Há alguns anos, esteve no Departamento de Economia da PUC do Rio um membro da equipe responsável pelo programa de estabilização em Israel. Durante muitos anos, Israel foi o único não latino-americano a fazer parte do triste grupo de países com inflação crônica. Por ocasião da visita, o programa tinha sido bem-sucedido e parecia se consolidar. O visitante era o responsável pelo caixa. Não me lembro qual era o seu cargo, mas toda despesa dependia de sua confirmação; os recursos deveriam estar orçados e disponíveis. Uma espécie de Secretaria do Tesouro toda-poderosa. O objetivo era garantir o equilíbrio fiscal, sem o qual, sabia-se, não era possível vencer a inflação.
Por aqui se diria que toda verba dependia de sua autorização para ser ``liberada". Como me chamou a atenção um amigo que passou pelo governo, a idéia de que as verbas são liberadas pressupõe que elas existam, mas estejam aprisionadas por algum inimigo do povo. Mas, voltemos ao nosso israelense. O homem fez uma apresentação extraordinária. Aproveitou o clima informal da sala de reunião para contar, de forma pessoal e despretensiosa, pequenas histórias das dificuldades práticas encontradas durante os primeiros anos da estabilização.
As pressões foram terríveis e de toda ordem. Em Israel, como em qualquer país do mundo, há carências. As demandas legítimas superam sempre os recursos disponíveis. Na tentativa de equilibrar o orçamento, foi feito um esforço de racionalização dos gastos, mas não houve como escapar dos cortes proporcionais em todos os programas.
A inflação parecia controlada. O entusiasmo inicial começava a dar lugar a uma certa irritação com a forma implacável com que o governo controlava os gastos. A campanha contra a política do governo esquentava a cada dia. Em casa, depois de mais um dia de negativas para parlamentares e explicações para os meios de comunicação sobre as razões para manter as despesas dentro do limite do arrecadado, o nosso guardião do cofre de Israel assistia ao telejornal com a família.
O repórter visita um hospital: doentes por todos os lados, camas nos corredores, sofrimento e aflição em estado puro. Corta e a câmera focaliza o diretor do hospital, rosto compungido: não há dinheiro para comprar mercurocromo. Novo corte: o nosso guardião do cofre explicando em termos técnicos e abstratos que não poderia aprovar despesas para não aumentar o déficit fiscal. A expressão angustiada, as filhas o questionaram em silêncio.

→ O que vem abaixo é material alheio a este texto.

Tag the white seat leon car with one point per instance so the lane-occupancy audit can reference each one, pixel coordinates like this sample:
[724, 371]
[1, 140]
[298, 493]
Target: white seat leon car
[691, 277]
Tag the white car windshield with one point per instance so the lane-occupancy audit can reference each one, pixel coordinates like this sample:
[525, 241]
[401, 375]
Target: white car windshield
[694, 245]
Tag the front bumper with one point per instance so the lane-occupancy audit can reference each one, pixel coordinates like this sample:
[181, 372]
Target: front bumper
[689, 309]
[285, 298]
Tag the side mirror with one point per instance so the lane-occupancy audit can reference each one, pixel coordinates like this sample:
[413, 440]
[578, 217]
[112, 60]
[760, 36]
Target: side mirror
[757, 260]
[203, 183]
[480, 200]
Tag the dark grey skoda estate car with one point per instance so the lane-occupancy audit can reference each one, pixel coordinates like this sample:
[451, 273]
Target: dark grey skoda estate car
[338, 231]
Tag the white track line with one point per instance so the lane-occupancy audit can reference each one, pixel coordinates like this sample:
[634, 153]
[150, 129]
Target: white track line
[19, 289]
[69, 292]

A pressão demagógica é implacável. A saúde pública tinha total liberdade para a alocação das verbas, mas o primeiro a ser cortado foi o essencial. O supérfluo e o desperdício não; cortá-los dava trabalho e não dava ibope. Só quando se percebeu que as restrições orçamentárias eram para valer é que a racionalidade no uso de verbas escassas reapareceu. Foi o que nos contou o visitante. Pena que o dr. Jatene não tenha ouvido.